This park has laundry facilities, $1.50 to wash, and $1.00 to dry for 60 minutes.  The wash is cold water only.  Other than that, the nearest laundry facility I found was n Woodland Park, about 35 miles from here.  Woodland Park has a public parking area for RV's, but the laundry places themselves had NO room to park RV's.  

The closest town is Lake George, 11 miles from the park.  Lake George has a post office.  This park would not allow mail to be forwarded to the park, so I used General Delivery at the Lake George post office.  I had to unhitch the RV once a week to get my mail.  Worked out pretty good, gave me a good excuse to reposition and re-level the RV.  Lake George does have a very good family owned pizza restaurant.  But nothing else.  

For groceries, there is a grocery story in Divide, CO (about 20 miles from the park) called Divide Venture Foods.  They sell the BEST salsa I've ever had, made by Cripple Creek Salsa Company.  If there aren't too many cars in the parking lot, you can fit a 32 foot RV in the parking lot, but not much bigger.  If there are a lot of cars in the parking lot, well, don't try it.  Farther away in Woodland Park (35 miles from Eleven Mile State Park), there is a very nice CityMarket, which is part of the Fred Meyer/Kroger chain.  Your Fred Meyer/Kroger cards work there, and you can get gas discounts. Plenty of room to park the RV.  I had to travel to Woodland Park for some personal business on one of my weekly trips out.

My Verizon Air Card (4G) worked a bit sluggish. My Verizon cell phone, and my newest wireless device, "Home Phone Connect" from Verizon, worked fairly well!   

* A one month Assignment at DAROGA STATE PARK - Orondo, WA

Daroga State Park in Orondo, WA is a BEAUTIFUL state park!  I hosted here in August 2011.  The RV sites and tent sites have plenty of acreage between sites.  It is difficult to get a hosting job here, because the hosts tend to come back year after year.  I managed to get a slot because another host cancelled.  I had put my name on the list a year earlier.  

At this park, all you have to do is sell wood and ice, twice a day.  The Ranger insists that will keep you busy enough, and the Ranger was right.  It did keep me busy, and I did learn a lot about "inventory management," but still had plenty of time to enjoy this beautiful park.  I got a State vehicle to drive around in.  The vehicle had STANDARD transmission.  The last time I drove a stick shift was 1984!  I almost forgot how!  

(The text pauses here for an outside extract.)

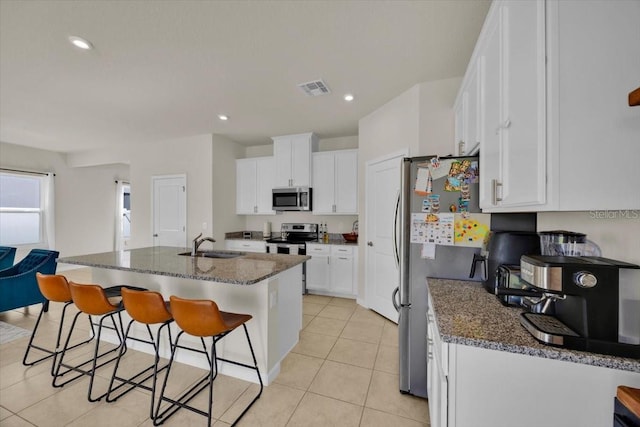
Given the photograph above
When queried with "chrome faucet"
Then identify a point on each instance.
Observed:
(198, 241)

No laundry facilities at this park.  The closest is to go to Wenatchee, about 20 miles away. Wenatchee is a small city with major box stores where you can get groceries.  However, when I tried to go there for laundry, I found the following issues with the four facilities I found:

-  2 of the facilities did not have room to park the RV
- 1 facility had room for the RV, but I didn't feel safe in that area
- 1 facility was across the street from a Park & Ride I could 
              have parked at, but getting into that Park & Ride in 
              the RV was cumbersome

So, I ended up driving to Chelan, WA.  I had used this place before when I hosted at Alta Lake State Park in 2010.  Chelan is a small tourist kind town, but does have a major grocery store for shopping. 

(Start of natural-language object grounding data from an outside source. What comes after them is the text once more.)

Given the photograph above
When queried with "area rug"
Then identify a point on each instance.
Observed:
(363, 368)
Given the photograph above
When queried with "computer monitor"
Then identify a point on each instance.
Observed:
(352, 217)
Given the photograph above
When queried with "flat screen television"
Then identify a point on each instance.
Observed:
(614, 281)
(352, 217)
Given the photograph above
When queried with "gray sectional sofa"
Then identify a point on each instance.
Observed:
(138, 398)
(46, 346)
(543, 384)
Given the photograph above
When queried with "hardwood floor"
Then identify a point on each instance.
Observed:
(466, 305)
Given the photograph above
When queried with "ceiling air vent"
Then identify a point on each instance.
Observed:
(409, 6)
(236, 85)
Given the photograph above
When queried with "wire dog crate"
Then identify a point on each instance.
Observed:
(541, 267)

My Verizon Air Card (4G) worked great here!  WHEE!!!!!! A good signal!  My Verizon cell phone, and my newest wireless device, "Home Phone Connect" from Verizon, worked fairly well!  On the other hand, TV reception via antenna was lousy.  All I got was a very snowy FOX channel out of Spokane.     

* A one month Assignment at   Stephen C. Foster State Park - Fargo, GA

STEPHEN C. FOSTER STATE PARK  in FARGO, GA.  I hosted here in November 2011.  Temperatures were in the 70's and 80's.  YAY!  This park is far away from everything.  My Verizon cell phone BARELY got a signal, but my Verizon HOME PHONE CONNECT worked fine!  I barely had a signal on it, but it worked fine!  On the other hand, my Verizon Air Card didn't work at all.  


As for laundry, there are laundry machines here, CHEAP!  $1 to wash, $1 to dry.  The park has a way to reimburse you for your laundry costs, so your laundry is essentially free. 
If you host here, you get some GREAT perks!  You can go on the swamp tours or rent a boat FREE, space available.  Ok, on the down side, you have to clean bathrooms.  '

There are two host positions, but at the time I was there, I was the only host.  I had to take care of 68 sites in two loops.  It wasn't too bad.

* A 4 week Assignment at Cross Ranch State Park near Center/Hensler, ND

I hosted here for Session 3 (mid July - mid August) for both 2012 and 2013.  I like the fact that North Dakota does 4 week "sessions" as opposed to "calendar months."  These "sessions" can nicely dovetail into a schedule both after coming off and before going back to a "calendar month" hosting job. 

The park features primitive sites within a wildlife management refuge.  There are also RV electric sites at the Sanger Campground.  This park is along the Missouri River.  Here is my camp host site:

This park has some great cabins to stay in, complete with cooking facilities, refrigerators, bedrooms, and family rooms.  No bathrooms, have to use the vault toilet outside.  In addition, there are some fabulous Yurts with propane stoves in them for wintertime use.  This park has lots of activities.  The park Interpretive Specialist had some very interesting programs for children.  We learned to make ice cream without needing an ice cream machine.  We even learned how to add berries to the ice cream.  We had a good program on geocaching.  Also, the park hosts some great concerts of bluegrass music.  One weekend was the "BlueGrass Goes Pink" concert featuring the band Special Consensus from Chicago, as well as a local bluegrass band called Cottonwood. 

This park did not have laundry facilities, so once a week I had to unhook the RV and drive to Washburn to do laundry.  But..... since North Dakota gives you that wonderful benefit of a 10 night free camping pass, I used those days to drive to another park and spend one night.  You are encouraged to do that!  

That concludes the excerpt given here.